A synovial joint, also known as diarthrosis, joins bones or cartilage with a fibrous joint capsule that is continuous with the periosteum of the joined bones, constitutes the outer boundary of a synovial cavity, and surrounds the bones' articulating surfaces. This joint unites long bones and permits free bone movement and greater mobility. The synovial cavity/joint is filled with synovial fluid. The joint capsule is made up of an outer layer of fibrous membrane, which keeps the bones together structurally, and an inner layer, the synovial membrane, which seals in the synovial fluid.
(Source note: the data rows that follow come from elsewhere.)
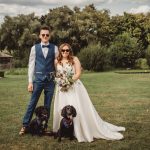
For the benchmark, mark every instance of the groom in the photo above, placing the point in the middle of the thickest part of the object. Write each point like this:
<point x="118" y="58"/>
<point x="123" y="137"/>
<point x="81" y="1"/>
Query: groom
<point x="41" y="67"/>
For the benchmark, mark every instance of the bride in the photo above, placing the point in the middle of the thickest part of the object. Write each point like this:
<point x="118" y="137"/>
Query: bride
<point x="87" y="124"/>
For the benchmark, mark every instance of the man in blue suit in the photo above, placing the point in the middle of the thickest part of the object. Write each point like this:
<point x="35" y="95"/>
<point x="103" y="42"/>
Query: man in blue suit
<point x="41" y="68"/>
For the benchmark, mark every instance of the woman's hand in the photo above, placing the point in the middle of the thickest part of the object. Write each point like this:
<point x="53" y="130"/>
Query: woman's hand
<point x="30" y="87"/>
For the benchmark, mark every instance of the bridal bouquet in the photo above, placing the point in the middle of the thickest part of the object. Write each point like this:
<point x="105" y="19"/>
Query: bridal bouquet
<point x="64" y="79"/>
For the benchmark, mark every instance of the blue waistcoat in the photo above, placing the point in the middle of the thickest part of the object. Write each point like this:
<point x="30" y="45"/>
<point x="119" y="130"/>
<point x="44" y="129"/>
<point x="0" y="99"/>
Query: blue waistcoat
<point x="44" y="66"/>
They are the most common and most movable type of joint in the body of a mammal. As with most other joints, synovial joints achieve movement at the point of contact of the articulating bones.

Structure 
Synovial joints contain the following structures:
 Synovial cavity: all diarthroses have the characteristic space between the bones that is filled with synovial fluid
 Joint capsule: the fibrous capsule, continuous with the periosteum of articulating bones, surrounds the diarthrosis and unites the articulating bones; the joint capsule consists of two layers - (1) the outer fibrous membrane that may contain ligaments and (2) the inner synovial membrane that secretes the lubricating, shock absorbing, and joint-nourishing synovial fluid; the joint capsule is highly innervated, but without blood and lymph vessels, and receives nutrition from the surrounding blood supply via either diffusion (a slow process) or by convection, a far more efficient process achieved through exercise.
 Articular cartilage: the bones of a synovial joint are covered by this layer of hyaline cartilage that lines the epiphyses of joint end of bone with a smooth, slippery surface that does not bind them together; articular cartilage functions to absorb shock and reduce friction during movement.

Many, but not all, synovial joints also contain additional structures:
 Articular discs or menisci - the fibrocartilage pads between opposing surfaces in a joint
 Articular fat pads - adipose tissue pads that protect the articular cartilage, as seen in the infrapatellar fat pad in the knee
 Tendons - cords of dense regular connective tissue composed of parallel bundles of collagen fibers
 Accessory ligaments (extracapsular and intracapsular) - the fibers of some fibrous membranes are arranged in parallel bundles of dense regular connective tissue that are highly adapted for resisting strains to prevent extreme movements that may damage the articulation
 Bursae - saclike structures that are situated strategically to alleviate friction in some joints (shoulder and knee) that are filled with fluid that is similar to synovial fluid

The bone surrounding the joint on the proximal side is sometimes called the plafond, especially in the talocrural joint. A damage to this occurs in a Gosselin fracture.

Blood supply
The blood supply of a synovial joint is derived from the arteries sharing in the anastomosis around the joint.

Types 
There are seven types of synovial joints. Some are relatively immobile, but are more stable. Others have multiple degrees of freedom, but at the expense of greater risk of injury. In ascending order of mobility, they are:

Function

The movements possible with synovial joints are:
 abduction: movement away from the mid-line of the body
 adduction: movement toward the mid-line of the body
 extension: straightening limbs at a joint
 flexion: bending the limbs at a joint
 rotation: a circular movement around a fixed point

Clinical significance
The joint space equals the distance between the involved bones of the joint. A joint space narrowing is a sign of either (or both) osteoarthritis and inflammatory degeneration. The normal joint space is at least 2 mm in the hip (at the superior acetabulum), at least 3 mm in the knee, and 4–5 mm in the shoulder joint. For the temporomandibular joint, a joint space of between 1.5 and 4 mm is regarded as normal. Joint space narrowing is therefore a component of several radiographic classifications of osteoarthritis.

In rheumatoid arthritis, the clinical manifestations are primarily synovial inflammation and joint damage. The fibroblast-like synoviocytes, highly specialized mesenchymal cells found in the synovial membrane, have an active and prominent role in the pathogenic processes in the rheumatic joints. Therapies that target these cells are emerging as promising therapeutic tools, raising hope for future applications in rheumatoid arthritis.